Carlos nodded, feeling mollified and more than a little impressed that even someone who’d been trapped inside a locker all day had heard the news about the party. He was a natural! Maybe party planning was in his blood. His mother certainly knew how to enjoy herself, didn’t she? Cruella was always telling him how boring he was because all he liked to do was fiddle with electronics all day. His mother declared he was wasting his time, that he was useless at everything except chores, and so maybe if he threw a good party, he could prove her wrong. Not that she would be around to witness it, though. She’d probably be enraged to discover her Hell Hall crawling with teenagers. Still, he wished that one day Cruella could see him as more than just a live-in servant who happened to be related to her.
He made his way home, his mind awhirl. With the guests secured, all he had to do was get the house ready for the blessed event—and that couldn’t be too hard, could it?
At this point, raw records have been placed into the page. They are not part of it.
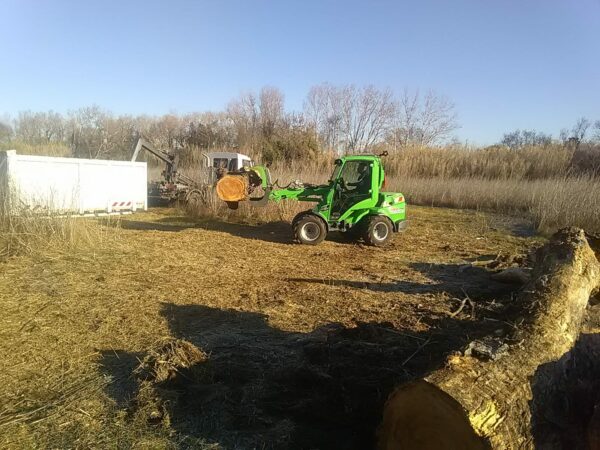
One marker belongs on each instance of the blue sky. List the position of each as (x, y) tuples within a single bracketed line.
[(506, 64)]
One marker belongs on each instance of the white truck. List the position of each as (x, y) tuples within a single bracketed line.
[(177, 187), (48, 185)]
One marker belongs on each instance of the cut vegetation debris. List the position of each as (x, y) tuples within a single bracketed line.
[(187, 333)]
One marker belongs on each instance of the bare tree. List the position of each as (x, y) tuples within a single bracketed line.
[(427, 120), (355, 118), (5, 131), (596, 135), (580, 129), (270, 109)]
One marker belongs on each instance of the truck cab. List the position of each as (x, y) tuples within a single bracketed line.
[(233, 162)]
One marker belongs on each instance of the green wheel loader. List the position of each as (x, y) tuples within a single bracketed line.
[(352, 201)]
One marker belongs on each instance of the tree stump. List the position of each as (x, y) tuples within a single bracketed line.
[(473, 404)]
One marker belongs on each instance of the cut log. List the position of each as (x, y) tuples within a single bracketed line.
[(472, 404), (233, 188)]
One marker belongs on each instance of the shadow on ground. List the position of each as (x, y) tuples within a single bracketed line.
[(261, 387), (278, 232), (459, 280), (566, 398)]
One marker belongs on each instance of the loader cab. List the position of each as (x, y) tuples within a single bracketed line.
[(355, 184)]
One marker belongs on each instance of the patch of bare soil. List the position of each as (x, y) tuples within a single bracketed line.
[(220, 335)]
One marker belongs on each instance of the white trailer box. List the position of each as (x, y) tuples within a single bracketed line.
[(71, 185)]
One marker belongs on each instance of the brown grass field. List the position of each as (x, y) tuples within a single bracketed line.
[(301, 344)]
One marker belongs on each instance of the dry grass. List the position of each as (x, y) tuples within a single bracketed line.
[(76, 325), (550, 203), (35, 234)]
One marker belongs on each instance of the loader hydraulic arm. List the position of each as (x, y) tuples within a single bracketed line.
[(171, 162)]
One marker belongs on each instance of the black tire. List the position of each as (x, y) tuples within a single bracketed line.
[(378, 231), (309, 229)]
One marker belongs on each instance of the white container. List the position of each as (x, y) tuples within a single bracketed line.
[(70, 185)]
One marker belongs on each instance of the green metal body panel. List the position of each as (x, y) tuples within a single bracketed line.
[(336, 205)]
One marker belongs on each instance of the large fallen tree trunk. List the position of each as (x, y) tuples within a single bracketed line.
[(474, 404)]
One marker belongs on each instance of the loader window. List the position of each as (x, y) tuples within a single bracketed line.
[(357, 176)]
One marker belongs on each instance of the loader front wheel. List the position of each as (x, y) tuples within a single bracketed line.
[(378, 231), (309, 229)]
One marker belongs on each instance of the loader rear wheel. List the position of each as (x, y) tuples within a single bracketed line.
[(378, 231), (309, 229)]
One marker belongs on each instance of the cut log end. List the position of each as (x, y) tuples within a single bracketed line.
[(232, 188), (474, 404), (421, 416)]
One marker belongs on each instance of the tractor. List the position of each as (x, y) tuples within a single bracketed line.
[(352, 201)]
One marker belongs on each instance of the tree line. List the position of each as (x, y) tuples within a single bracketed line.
[(336, 119), (333, 118)]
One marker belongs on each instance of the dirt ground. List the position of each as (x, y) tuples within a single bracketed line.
[(299, 346)]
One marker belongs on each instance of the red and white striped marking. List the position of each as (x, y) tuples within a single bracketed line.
[(120, 204)]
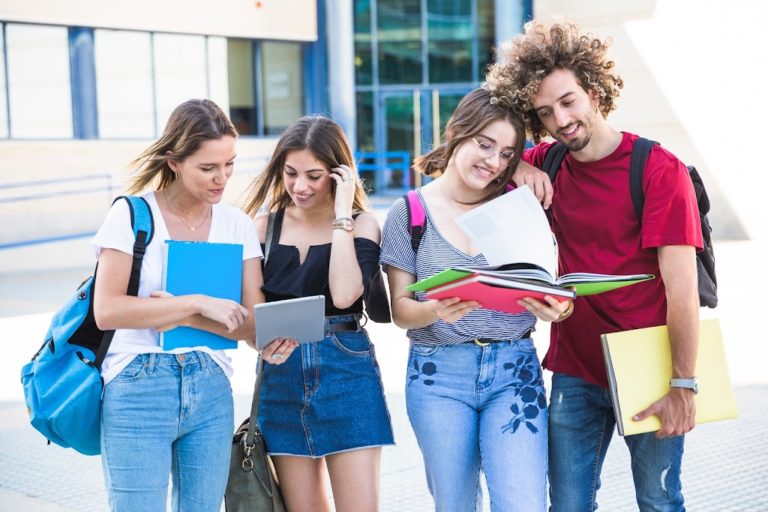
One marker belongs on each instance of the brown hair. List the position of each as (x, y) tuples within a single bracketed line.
[(325, 140), (474, 112), (540, 50), (190, 124)]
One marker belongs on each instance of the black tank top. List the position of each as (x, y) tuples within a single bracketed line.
[(285, 278)]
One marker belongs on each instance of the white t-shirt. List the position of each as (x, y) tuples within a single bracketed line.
[(228, 225)]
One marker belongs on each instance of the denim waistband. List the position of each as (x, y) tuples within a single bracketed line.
[(338, 323), (193, 358), (485, 341)]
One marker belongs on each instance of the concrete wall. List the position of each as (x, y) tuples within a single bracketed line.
[(693, 81)]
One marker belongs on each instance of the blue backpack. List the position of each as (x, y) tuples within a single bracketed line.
[(62, 383)]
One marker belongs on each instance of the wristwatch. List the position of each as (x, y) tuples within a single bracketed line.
[(692, 384), (345, 223)]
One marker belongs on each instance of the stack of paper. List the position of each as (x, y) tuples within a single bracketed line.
[(639, 367)]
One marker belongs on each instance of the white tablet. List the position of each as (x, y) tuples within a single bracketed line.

A few hours later, Carlos took it all back. “Why did I ever agree to have this party?” he agonized aloud. “I never wanted to have a party.” He raked his fingers through his curly, speckled hair, which made it stick up in a frazzle, a lot like Cruella’s own do.
“You mean tonight?” A voice echoed from the other end of the crumbling ballroom, from behind the giant, tarnished statue of a great knight.
“I mean ever,” sighed Carlos. It was true. He was a man of science, not society. Not even evil society.
But here he was, decorating Hell Hall, which had seen better days long before he’d been born. Still, the decrepit Victorian mansion was one of the grandest on the island, covered in vines more twisted than Cruella’s own mind, and gated with iron more wrought than Cruella’s own daily hysterias.